A software interrupt is caused either by an exceptional condition in the processor itself, or a special instruction in the instruction which causes an interrupt when it is executed. The former is often called a trap or exception and is used for errors or events occurring during program executions that are exceptional enough that they cannot be handled within the program itself.
For example, if the processor’s arithmetic logic unit is commanded to divide a number by zero, this impossible demand will cause a divide-by-zero exception, perhaps causing the computer to abandon the calculation or display an error message. Software interrupt instructions function similarly to subroutine calls and are used for a variety of purposes, such as to request services from low-level system software such as device drivers. For example, computers often use software interrupt instructions to communicate with the disk controller to request data be read or written to the disk.
Each interrupt has its own interrupt handler. The number of hardware interrupts is limited by the number of interrupt request (IRQ) lines to the processor, but there may be hundreds of different software interrupts. Interrupts are a commonly used technique for computer multitasking, especially in real-time computing. Such a system is said to be interrupt-driven
Interrupts can be categorized into these different types:
- Maskable interrupt (IRQ): a hardware interrupt that may be ignored by setting a bit in an interrupt mask register’s (IMR) bit-mask.
- Non-maskable interrupt (NMI): a hardware interrupt that lacks an associated bit- mask, so that it can never be ignored. NMIs are used for the highest priority tasks such as timers, especially watchdog timers.
- Inter-processor interrupt (IPI): a special case of interrupt that is generated by one processor to interrupt another processor in a multiprocessor system.
- Software interrupt: an interrupt generated within a processor by executing an instruction. Software interrupts are often used to implement system calls because they result in a subroutine call with a CPU ring level change.
- Spurious interrupt: a hardware interrupt that is unwanted. They are typically generated by system conditions such as electrical interference on an interrupt line or through incorrectly designed hardware.
This section has introduced learners to the different categories of I/O interrupts, that is the hardware and software interrupts
Briefly describe hardware and software Interruptions
Hardware interruptions are generated by certain events which come up during the execution of a program. This type of interruptions is managed on their totality by the hardware and it is not possible to modify them.
A clear example of this type of interruptions is the one which actualizes the counter of the computer internal clock, the hardware makes the call to this interruption several times during a second in order to maintain the time up to date.

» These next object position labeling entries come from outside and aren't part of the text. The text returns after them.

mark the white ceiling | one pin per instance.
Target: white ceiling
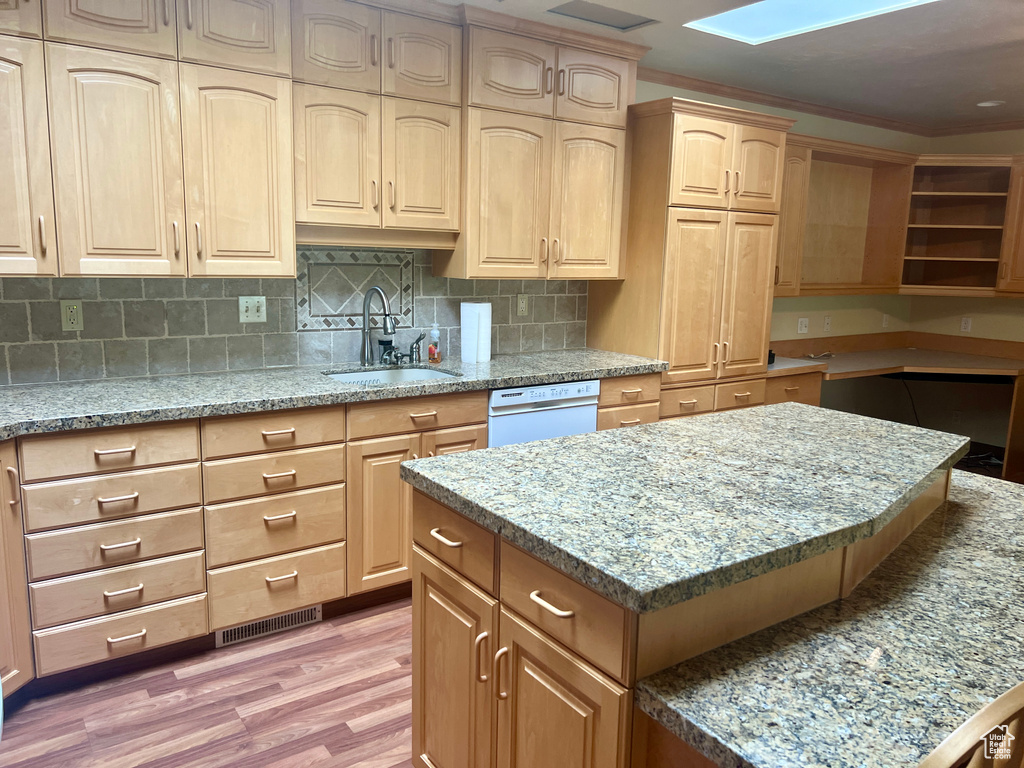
(928, 66)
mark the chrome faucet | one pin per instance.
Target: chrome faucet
(367, 354)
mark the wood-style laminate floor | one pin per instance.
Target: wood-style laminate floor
(328, 695)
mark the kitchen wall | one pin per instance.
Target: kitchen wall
(136, 327)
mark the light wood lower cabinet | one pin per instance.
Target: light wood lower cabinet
(16, 666)
(28, 226)
(455, 633)
(557, 710)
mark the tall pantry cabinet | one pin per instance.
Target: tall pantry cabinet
(704, 204)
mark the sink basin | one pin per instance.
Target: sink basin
(390, 376)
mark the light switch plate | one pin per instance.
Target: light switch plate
(252, 309)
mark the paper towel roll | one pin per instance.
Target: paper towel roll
(475, 332)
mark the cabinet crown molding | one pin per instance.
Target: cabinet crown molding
(480, 17)
(700, 109)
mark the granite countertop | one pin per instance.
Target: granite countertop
(656, 514)
(49, 408)
(881, 678)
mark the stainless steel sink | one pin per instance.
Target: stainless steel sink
(390, 376)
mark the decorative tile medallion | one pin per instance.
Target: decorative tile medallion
(331, 283)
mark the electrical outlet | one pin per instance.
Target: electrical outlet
(71, 315)
(252, 309)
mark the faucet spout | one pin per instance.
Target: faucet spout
(388, 323)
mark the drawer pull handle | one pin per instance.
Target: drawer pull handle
(272, 580)
(279, 475)
(446, 542)
(287, 516)
(480, 676)
(118, 593)
(536, 597)
(124, 545)
(15, 493)
(136, 636)
(115, 499)
(114, 452)
(502, 694)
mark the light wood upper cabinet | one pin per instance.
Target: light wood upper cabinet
(422, 58)
(337, 157)
(336, 43)
(757, 167)
(422, 163)
(117, 156)
(380, 512)
(238, 147)
(15, 631)
(508, 190)
(509, 72)
(694, 273)
(1012, 256)
(559, 710)
(747, 304)
(455, 633)
(793, 216)
(132, 26)
(587, 201)
(701, 159)
(592, 88)
(252, 35)
(28, 227)
(20, 17)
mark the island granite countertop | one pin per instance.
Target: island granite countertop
(881, 678)
(655, 514)
(49, 408)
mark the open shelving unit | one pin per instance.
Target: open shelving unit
(954, 233)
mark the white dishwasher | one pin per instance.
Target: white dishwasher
(524, 414)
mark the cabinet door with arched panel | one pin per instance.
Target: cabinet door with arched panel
(422, 58)
(132, 26)
(336, 43)
(592, 88)
(251, 35)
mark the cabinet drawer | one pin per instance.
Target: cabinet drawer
(629, 390)
(91, 547)
(275, 585)
(687, 401)
(801, 388)
(245, 530)
(237, 435)
(112, 590)
(62, 503)
(437, 529)
(627, 416)
(596, 628)
(416, 414)
(73, 645)
(47, 457)
(739, 394)
(228, 479)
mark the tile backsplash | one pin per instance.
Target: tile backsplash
(139, 327)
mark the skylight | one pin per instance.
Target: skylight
(774, 19)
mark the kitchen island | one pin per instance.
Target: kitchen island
(584, 564)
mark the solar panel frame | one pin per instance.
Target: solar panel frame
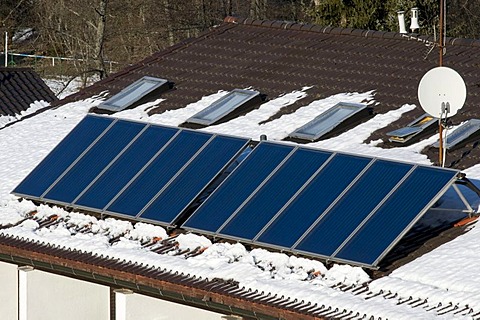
(205, 185)
(118, 156)
(259, 192)
(294, 250)
(224, 183)
(336, 204)
(76, 161)
(144, 183)
(356, 173)
(52, 155)
(331, 257)
(122, 131)
(412, 222)
(78, 204)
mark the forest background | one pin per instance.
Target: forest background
(106, 35)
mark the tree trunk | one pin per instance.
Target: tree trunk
(102, 17)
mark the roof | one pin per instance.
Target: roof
(19, 87)
(275, 58)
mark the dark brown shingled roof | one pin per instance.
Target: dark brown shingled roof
(276, 57)
(19, 87)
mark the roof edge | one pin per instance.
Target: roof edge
(276, 24)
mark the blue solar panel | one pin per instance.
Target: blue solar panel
(94, 161)
(275, 193)
(157, 175)
(330, 182)
(399, 211)
(238, 187)
(152, 140)
(62, 156)
(353, 208)
(193, 180)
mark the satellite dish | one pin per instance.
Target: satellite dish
(442, 92)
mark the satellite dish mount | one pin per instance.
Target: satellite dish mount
(441, 93)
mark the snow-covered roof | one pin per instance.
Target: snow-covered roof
(415, 290)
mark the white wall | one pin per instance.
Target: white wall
(53, 297)
(8, 291)
(139, 307)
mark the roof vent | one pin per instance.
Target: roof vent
(401, 21)
(414, 21)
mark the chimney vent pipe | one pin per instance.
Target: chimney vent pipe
(414, 22)
(401, 22)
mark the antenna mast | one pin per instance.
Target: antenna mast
(440, 62)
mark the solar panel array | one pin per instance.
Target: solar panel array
(334, 206)
(330, 205)
(131, 169)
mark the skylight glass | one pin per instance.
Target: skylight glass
(327, 121)
(412, 129)
(460, 134)
(132, 93)
(223, 106)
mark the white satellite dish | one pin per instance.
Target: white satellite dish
(442, 92)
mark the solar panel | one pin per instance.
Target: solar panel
(328, 185)
(336, 206)
(388, 224)
(223, 106)
(361, 199)
(327, 121)
(129, 168)
(111, 182)
(132, 93)
(274, 193)
(77, 178)
(62, 156)
(238, 187)
(204, 168)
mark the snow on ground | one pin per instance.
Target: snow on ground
(438, 275)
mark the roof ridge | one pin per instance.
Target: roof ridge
(308, 27)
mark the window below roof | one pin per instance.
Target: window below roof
(133, 93)
(462, 134)
(327, 121)
(226, 105)
(413, 129)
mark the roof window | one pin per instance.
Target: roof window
(413, 129)
(327, 121)
(226, 107)
(133, 93)
(461, 135)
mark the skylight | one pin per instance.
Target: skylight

External interruptions are generated by peripheral devices, such as keyboards, printers, communication cards, etc. They are also generated by coprocessors. It is not possible to deactivate external interruptions.
These interruptions are not sent directly to the CPU but they are sent to an integrated circuit whose function is to exclusively handle this type of interruptions
Software interruptions can be directly activated by the assembler invoking the number of the desired interruption with the INT Instruction.
The use of interruptions helps us in the creation of programs and by using them our programs gets shorter. It is easier to understand them and they usually have a better performance mostly due to their smaller size. This type of interruptions can be separated in two categories: the operative system DOS interruptions and the BIOS interruptions.